Referral to the Textbook
Topic: Minimum Wage Regulation. Chapter: Chapter 9 – Compensation Management. Page: 343.
The book suggests that minimum-wage regulation included in the Canada Labour Code has been a protective mean to ensure Canadian workers can maintain a minimum standard of living in terms of health and well-being. However, this government constraint has unintentionally created certain criticisms such as increased unemployment and inflationary rates. The most obvious reason behind this issue is that minimum-wage regulations add costs to the operations of any given company. Therefore, when employers come up with solutions to offset this kind of cost, it normally goes against the employees’ interests rather than for it (Schwind, Uggerslev, Wagar, Fassina, & Bulmash, 2013).
The case of Tim Hortons from the article reflectively demonstrates this theory. As the minimum wage reaches the historic high, the company decides to stop providing certain benefits to its employees such as paid breaks and perks. In their defence, Tim Hortons believes there were no better ways to maintain its normal operational performance and retain jobs at the same time. Furthermore, Tim Hortons also claims that those discontinued benefits had not been offered by most competitors anyway (Saltzman, 2018).
Human Resources Terms
Benefits: The perks provided to the workers by the employers other than salaries and wages. Minimum Wage: The lowest wage rate set by provincial and federal boards.
Layoffs: A way to ensure “headcount reduction”. It is also defined in the book as “temporary withdrawal of employment to workers”, or in other words, a “separation of employees from the organization for economic or business reasons”.
Retention: A company’s ability to keep employees.
Independent Contractor / Contract Worker: A freelancer (self-employed,temporary, or leasedemployee) who is not partof the regular workforce who provides goods or services to another entity under the terms of a specific contract.

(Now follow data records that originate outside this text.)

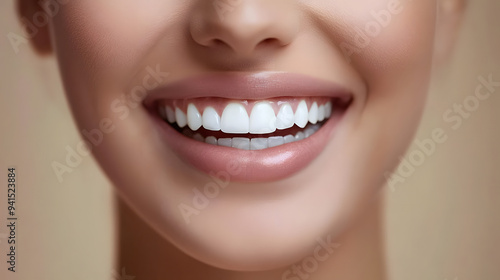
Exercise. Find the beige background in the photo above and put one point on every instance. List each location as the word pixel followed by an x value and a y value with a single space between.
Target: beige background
pixel 443 222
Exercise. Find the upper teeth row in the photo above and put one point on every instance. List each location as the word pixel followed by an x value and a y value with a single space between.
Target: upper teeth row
pixel 235 118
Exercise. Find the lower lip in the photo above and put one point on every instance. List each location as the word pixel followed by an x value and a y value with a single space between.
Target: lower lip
pixel 266 165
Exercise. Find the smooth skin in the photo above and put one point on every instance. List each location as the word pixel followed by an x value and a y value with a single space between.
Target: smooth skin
pixel 258 230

Our Take-Away from the Articles
Our biggest take from the first article is that when most organizations think of employees, they tend to consider them as expenses; however, employees should actually be seen as “long-term investment”. When organisations invest in engaging with their employees and establishing organisational culture where they feel valued and empowered, they gain a competitive edge in the marketplace and employee engagement pays dividends sooner or later.
With respect to the second article, we would advocate against minimum wage regulations, and let the law of demand takes its course. In our opinion, these regulations hurt both employers and employees. While employers would find labor suddenly become more expensive but does not get any more valuable. Many employees, especially the low-skilled and least experience one, will lose their current jobs, and find it extremely hard to find new ones. However, we respect the value choices of those who might think differently. At the end of the day, we understand that it is and will continue to be a heated debate about how and whether minimum wage regulations could be helpful for both employees and employers. But we believe both parties should find a common ground to embrace a compromise solution that might support different values choices.
Richardson, C. (2019). Employee engagement isn’t just a buzzword – it’s a competitive advantage. The Globe and Mail. Retrieved October 1, 2019 from https://www.theglobeandmail.com/business/commentary/article-employee-engagement-isnt-just-a-buzzword-its-a-competitive/
Saltzman, A. (2018). Multiple Tim Hortons franchises, other businesses cut pay, benefits, citing minimum wage hike. CBC news. Retrieved from https://www.cbc.ca/news/business/tim-hortons-heirs-minimum-wage-wynne-ontario-1.4472878
Schwind H., K. UggerslevDas, T. Wagar, N. Fassina, J. Bulmash. (2013). 10th Edition, Canadian Human Resource Management: A strategic approach.